Sans même évoquer le fantôme de Malik Oussekine, tué lors d'une manifestation parisienne le 6 décembre 1986...
Au point que "certains donneurs d'ordre ont désormais peur de leur ombre", conclut ce même interlocuteur.
Résultat, il aura fallu une heure après le début des heurts pour que l'ordre d'intervenir parvienne aux quelque 1500 policiers et gendarmes déployés pour encadrer la manifestation.
"On a les moyens d'empêcher ces choses-là, on sait faire, peste un gradé.
D'ailleurs, dès que l'ordre a été donné d'y aller, on a fait tout de suite la différence.

"Cette passivité qu'on nous a imposée"

 
A ses yeux, le dispositif en tant que tel n'est pas forcément en cause, mais il aurait pu être employé plus efficacement.
La veille de la manifestation, et alors que les remontées de la direction du renseignement à la préfecture sur le nombre et les intentions des casseurs étaient alarmantes, il aura fallu aux syndicats mettre tout leur poids dans la balance pour convaincre Michel Delpuech de revenir sur sa décision d'interdire les Flash-ball.
Au total, les CRS ont procédé à une centaine de tirs pour "figer des personnes parmi les agitateurs violents et les interpeller", rapporte le secrétaire national UNSA Police, David Michaux.


Des CRS déployés lors de la manifestation du 1er mai 2018 à Paris.

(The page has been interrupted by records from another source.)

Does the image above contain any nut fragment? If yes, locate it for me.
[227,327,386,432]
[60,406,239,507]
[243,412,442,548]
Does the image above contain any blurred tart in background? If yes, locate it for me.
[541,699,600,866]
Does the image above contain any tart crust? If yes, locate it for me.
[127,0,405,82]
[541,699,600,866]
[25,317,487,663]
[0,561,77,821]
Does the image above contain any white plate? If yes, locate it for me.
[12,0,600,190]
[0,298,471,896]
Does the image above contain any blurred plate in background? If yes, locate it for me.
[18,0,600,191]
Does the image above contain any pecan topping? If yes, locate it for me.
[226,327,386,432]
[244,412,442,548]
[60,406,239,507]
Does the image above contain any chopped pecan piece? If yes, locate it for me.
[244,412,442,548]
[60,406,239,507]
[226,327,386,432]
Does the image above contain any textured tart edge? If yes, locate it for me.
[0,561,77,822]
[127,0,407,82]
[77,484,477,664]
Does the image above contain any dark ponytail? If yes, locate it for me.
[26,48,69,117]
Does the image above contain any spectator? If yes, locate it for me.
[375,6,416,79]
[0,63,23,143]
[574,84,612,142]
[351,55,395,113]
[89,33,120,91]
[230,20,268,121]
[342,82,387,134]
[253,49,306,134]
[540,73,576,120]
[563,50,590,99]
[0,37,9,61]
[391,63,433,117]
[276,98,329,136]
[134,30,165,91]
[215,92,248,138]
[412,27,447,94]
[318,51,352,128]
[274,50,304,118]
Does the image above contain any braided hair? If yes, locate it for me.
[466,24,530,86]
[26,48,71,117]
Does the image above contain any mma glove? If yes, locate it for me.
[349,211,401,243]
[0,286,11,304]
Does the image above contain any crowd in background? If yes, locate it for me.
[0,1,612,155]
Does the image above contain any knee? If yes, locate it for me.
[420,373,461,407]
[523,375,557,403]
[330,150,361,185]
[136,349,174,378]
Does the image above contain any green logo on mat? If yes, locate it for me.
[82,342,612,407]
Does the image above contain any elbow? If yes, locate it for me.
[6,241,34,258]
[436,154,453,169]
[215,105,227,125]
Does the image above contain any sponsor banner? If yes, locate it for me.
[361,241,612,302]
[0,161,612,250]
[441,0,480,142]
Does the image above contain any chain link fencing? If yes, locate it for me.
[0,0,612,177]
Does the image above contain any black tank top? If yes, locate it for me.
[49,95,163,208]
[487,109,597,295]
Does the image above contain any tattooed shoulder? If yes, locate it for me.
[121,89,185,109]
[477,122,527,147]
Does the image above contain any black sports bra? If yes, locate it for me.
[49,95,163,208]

Des CRS déployés lors de la manifestation du 1er mai 2018 à Paris. afp.com/Alain JOCARD
 
"Si ceux qui nous dirigent ne comprennent pas le maintien de l'ordre, qu'ils demandent à (Bernard) Cazeneuve [ministre de l'Intérieur au plus fort des manifestations contre la loi El Khomri]", ironise un autre commandant de compagnie.
 "Je me souviens d'un préfet capable de taper du poing sur la table, jusqu'à faire tourner une manifestation en rond, capable aussi de mettre en oeuvre un filtrage efficace pour éviter les débordements en amont."
La fin de l'état d'urgence a en tout état de cause privé le gouvernement de cette dernière option.

En l'absence d'un tel dispositif de filtrage, continue David Michaux, les "engins lanceurs d'eau" utilisés en fin de manifestation auront vraiment fait la différence.
Des engins qui auraient pu être utilisés plus tôt selon lui pour mettre un terme aux agissements des casseurs.
 
Au lieu de ça, les CRS auront passé une heure sous les projectiles, se contentant de contrôler une foule de quelque 1200 black blocs à grand renfort de gaz lacrymogène, mais en évitant pour l'essentiel le contact.
"Cette passivité qu'on nous a imposée, c'est un encouragement à venir encore plus nombreux nous taper", regrette le syndicaliste.
De l'autre côté, "comment croyez-vous que se sentent les flics, après une heure à prendre une pluie de cailloux sans pouvoir réagir ?, abonde un gradé. Ils sont revanchards !"
 
"Pendant ce temps-là, le ministre est content, ironise le responsable UNSA. Et il promet de mettre des hommes supplémentaires la prochaine fois. Mais ça nous fait bien rire : si on ne nous donne pas d'ordre, on peut être dix fois plus nombreux, je ne vois pas ce que ça changera."